Objective: To test the genetic contribution of rare missense variants in COL4A1 and COL4A2 in which common variants are genetically associated with sporadic intracerebral hemorrhage (ICH), we performed rare variant analysis in multiple sequencing data for the risk for sporadic ICH. Methods: We performed sequencing across 559Kbp at 13q34 including COL4A1 and COL4A2 among 2,133 individuals (1,055 ICH cases; 1,078 controls) in US-based and 1,492 individuals (192 ICH cases; 1,189 controls) from Scotland-based cohorts, followed by sequence annotation, functional impact prediction, genetic association testing, and in silico thermodynamic modeling. Results: We identified 107 rare nonsynonymous variants in sporadic ICH, of which two missense variants, rs138269346 (COL4A1I110T) and rs201716258 (COL4A2H203L), were predicted to be highly functional and occurred in multiple ICH cases but not in controls from the US-based cohort. The minor allele of rs201716258 was also present in Scottish ICH patients, and rs138269346 was observed in two ICH-free controls with a history of hypertension and myocardial infarction. Rs138269346 was nominally associated with non-lobar ICH risk (P=0.05), but not with lobar ICH (P=0.08), while associations between rs201716258 and ICH subtypes were non-significant (P>0.12). Both variants were considered pathogenic based on minor allele frequency (<0.00035 in EUR), predicted functional impact (deleterious or probably damaging), and in silico modeling studies (substantially altered physical length and thermal stability of collagen).
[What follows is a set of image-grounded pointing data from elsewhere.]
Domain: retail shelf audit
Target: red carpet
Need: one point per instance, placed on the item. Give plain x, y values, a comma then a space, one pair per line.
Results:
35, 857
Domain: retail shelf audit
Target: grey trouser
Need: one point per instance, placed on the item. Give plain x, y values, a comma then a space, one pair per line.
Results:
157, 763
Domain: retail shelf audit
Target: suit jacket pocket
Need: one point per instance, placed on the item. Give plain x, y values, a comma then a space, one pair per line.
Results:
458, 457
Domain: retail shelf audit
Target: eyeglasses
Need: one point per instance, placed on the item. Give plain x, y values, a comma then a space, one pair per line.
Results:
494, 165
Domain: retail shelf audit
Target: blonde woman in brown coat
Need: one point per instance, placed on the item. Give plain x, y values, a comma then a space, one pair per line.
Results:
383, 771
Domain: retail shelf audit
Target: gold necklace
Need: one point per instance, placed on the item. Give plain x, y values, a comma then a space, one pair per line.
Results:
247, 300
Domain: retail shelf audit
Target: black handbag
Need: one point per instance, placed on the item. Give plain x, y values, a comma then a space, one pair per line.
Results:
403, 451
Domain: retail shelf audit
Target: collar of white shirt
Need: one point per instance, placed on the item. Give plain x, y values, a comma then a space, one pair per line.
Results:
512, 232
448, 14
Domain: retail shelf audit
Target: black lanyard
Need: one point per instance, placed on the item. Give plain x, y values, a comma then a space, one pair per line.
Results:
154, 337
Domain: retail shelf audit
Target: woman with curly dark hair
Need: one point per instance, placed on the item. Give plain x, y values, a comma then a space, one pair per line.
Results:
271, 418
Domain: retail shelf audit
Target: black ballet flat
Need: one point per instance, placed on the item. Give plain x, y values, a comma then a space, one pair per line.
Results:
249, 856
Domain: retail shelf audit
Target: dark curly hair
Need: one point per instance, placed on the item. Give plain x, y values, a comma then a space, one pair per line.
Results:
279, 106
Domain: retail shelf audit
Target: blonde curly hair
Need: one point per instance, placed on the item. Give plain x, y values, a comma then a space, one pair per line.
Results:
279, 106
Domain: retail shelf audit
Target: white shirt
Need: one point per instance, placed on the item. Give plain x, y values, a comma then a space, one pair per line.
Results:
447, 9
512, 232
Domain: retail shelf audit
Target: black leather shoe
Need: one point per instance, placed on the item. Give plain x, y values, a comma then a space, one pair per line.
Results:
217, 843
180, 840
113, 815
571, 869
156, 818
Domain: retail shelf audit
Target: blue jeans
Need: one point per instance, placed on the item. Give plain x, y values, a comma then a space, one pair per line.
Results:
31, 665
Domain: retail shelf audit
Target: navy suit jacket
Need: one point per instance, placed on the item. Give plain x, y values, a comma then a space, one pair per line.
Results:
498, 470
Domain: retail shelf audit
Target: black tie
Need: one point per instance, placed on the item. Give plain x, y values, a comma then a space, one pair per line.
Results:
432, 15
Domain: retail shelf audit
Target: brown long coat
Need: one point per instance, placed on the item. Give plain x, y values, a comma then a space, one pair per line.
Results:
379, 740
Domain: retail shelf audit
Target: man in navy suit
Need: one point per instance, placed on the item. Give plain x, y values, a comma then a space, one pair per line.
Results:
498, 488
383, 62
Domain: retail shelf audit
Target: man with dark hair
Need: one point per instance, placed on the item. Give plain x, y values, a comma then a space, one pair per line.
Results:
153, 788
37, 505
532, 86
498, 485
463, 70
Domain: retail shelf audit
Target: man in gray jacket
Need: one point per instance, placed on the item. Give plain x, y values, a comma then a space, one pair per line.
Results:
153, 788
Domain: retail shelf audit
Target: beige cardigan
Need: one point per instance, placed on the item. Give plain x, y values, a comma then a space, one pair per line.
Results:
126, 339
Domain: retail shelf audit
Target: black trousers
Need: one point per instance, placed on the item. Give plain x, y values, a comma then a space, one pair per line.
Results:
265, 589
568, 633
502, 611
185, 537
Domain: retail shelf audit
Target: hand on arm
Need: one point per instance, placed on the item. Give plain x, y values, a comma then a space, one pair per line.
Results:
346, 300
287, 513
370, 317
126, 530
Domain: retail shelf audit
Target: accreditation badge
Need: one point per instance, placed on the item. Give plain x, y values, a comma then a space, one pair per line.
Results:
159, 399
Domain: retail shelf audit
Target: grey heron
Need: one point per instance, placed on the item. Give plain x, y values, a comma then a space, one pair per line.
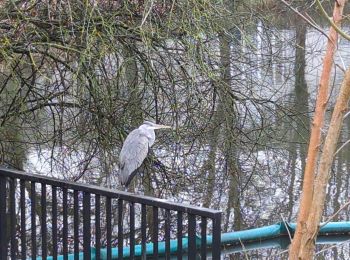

Conclusions: We identified rare missense variants in COL4A1/A2 in association with sporadic ICH. Our annotation and simulation studies suggest that these variants are highly functional and may represent targets for translational follow-up.

Item Type:Articles
Status:Published
Refereed:Yes
Glasgow Author(s) Enlighten ID:Hamilton, Dr Graham and Van Agtmael, Dr Tom
Authors: Chung, J., Hamilton, G., Kim, M., Marini, S., Montgomery, B., Henry, J., Cho, A. E., Brown, D. L., Worrall, B. B., Meschia, J. F., Silliman, S. L., Selim, M., Tirschwell, D. L., Kidwell, C. S., Kissela, B., Greenberg, S. M., Viswanathan, A., Goldstein, J. N., Langefeld, C. D., Rannikmae, K., Sudlow, C. L.M., Samarasekera, N., Rodrigues, M., Al-Shahi Salman, R., Prendergast, J. G.D., Harris, S. E., Deary, I., Woo, D., Rosand, J., Van Agtmael, T., and Anderson, C. D.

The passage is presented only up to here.